When we navigate, our brains blend cues from multiple senses to estimate our speed and position in space. How we weigh these cues depends on where we are and how fast we seem to be moving.
For example, imagine yourself making your way through a featureless desert versus along an urban street. In the desert, you might rely more on your physical motion (the number of steps you've taken), whereas in the city you might rely more on visual features to determine your location in space and rate of motion. Even within a single environment, the brain can shift its attention back and forth between these two different types of navigational cues.
If you were walking through New York City at night, you'd probably find yourself using visual features like street signs or buildings to determine how fast you're traveling, as well as your direction and position in space. But you'd probably never rely on visual features like the moon, which moves so slightly relative to your movement down the street that, for all practical purposes, it conveys no information about how fast you're traveling, the direction you are headed, or your current position.
While we know our brain can dynamically switch between the cues it uses to estimate our position in space, the underlying principles, circuits and algorithms by which it does so remained unknown. To answer these questions, Stanford neuroscientist Lisa Giocomo, PhD, and her colleagues examined the navigational behavior and brain-activity patterns of mice traveling through a virtual reality environment.
In a study published in Nature Neuroscience, they found that as the speed of the visual scene in which a mouse was immersed increased, the mouse's behavior and neural activity started to "care" more about visual cues rather than locomotion cues.
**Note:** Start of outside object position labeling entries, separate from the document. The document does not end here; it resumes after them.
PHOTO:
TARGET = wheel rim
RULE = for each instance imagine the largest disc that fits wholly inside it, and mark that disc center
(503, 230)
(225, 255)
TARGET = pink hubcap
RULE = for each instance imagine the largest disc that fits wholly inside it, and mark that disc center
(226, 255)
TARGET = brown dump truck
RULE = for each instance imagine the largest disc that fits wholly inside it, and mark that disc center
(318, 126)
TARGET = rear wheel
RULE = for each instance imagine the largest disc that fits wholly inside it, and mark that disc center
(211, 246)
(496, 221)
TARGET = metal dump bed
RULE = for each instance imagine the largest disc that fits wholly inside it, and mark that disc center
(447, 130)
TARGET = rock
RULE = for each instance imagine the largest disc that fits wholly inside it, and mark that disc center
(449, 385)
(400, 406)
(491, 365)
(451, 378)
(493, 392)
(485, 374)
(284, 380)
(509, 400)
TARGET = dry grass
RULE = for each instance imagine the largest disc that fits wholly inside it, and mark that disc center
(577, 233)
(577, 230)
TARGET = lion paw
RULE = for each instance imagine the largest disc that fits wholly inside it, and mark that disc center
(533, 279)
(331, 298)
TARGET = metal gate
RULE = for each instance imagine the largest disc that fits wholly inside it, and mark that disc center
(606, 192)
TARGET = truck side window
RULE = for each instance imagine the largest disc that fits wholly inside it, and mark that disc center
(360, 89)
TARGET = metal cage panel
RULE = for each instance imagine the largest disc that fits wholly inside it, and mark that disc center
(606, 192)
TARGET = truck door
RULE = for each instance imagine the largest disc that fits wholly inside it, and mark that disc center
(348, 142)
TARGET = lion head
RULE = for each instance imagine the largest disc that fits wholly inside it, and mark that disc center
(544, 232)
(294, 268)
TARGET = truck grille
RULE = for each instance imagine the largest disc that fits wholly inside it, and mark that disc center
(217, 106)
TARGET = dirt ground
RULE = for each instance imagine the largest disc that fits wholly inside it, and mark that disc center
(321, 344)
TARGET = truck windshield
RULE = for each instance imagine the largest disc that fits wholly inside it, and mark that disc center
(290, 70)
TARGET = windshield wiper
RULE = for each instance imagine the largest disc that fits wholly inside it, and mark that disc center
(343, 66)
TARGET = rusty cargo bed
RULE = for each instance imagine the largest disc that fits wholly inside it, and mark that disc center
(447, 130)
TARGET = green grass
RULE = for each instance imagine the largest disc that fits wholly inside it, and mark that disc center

The researchers were able to generate a computational model to mathematically define the point at which the mouse's behavior and brain switch from using locomotion cues to visual cues.
"We've shown that mice actually estimate their velocity based on locomotion or visual cues depending on whether visual information moves slow or fast," says Giacomo. "This provides a new framework in which to understand how complex cues are integrated in the brain to form a unified estimate of our position in space."
Plus, it gives us something to think about during that split second when we're shifting from warp-speed to a sudden screeching stop while navigating among four-wheeled objects in our never-ending battle to avoid getting squashed in one of the recurring traffic jams that spice up our commute home from work.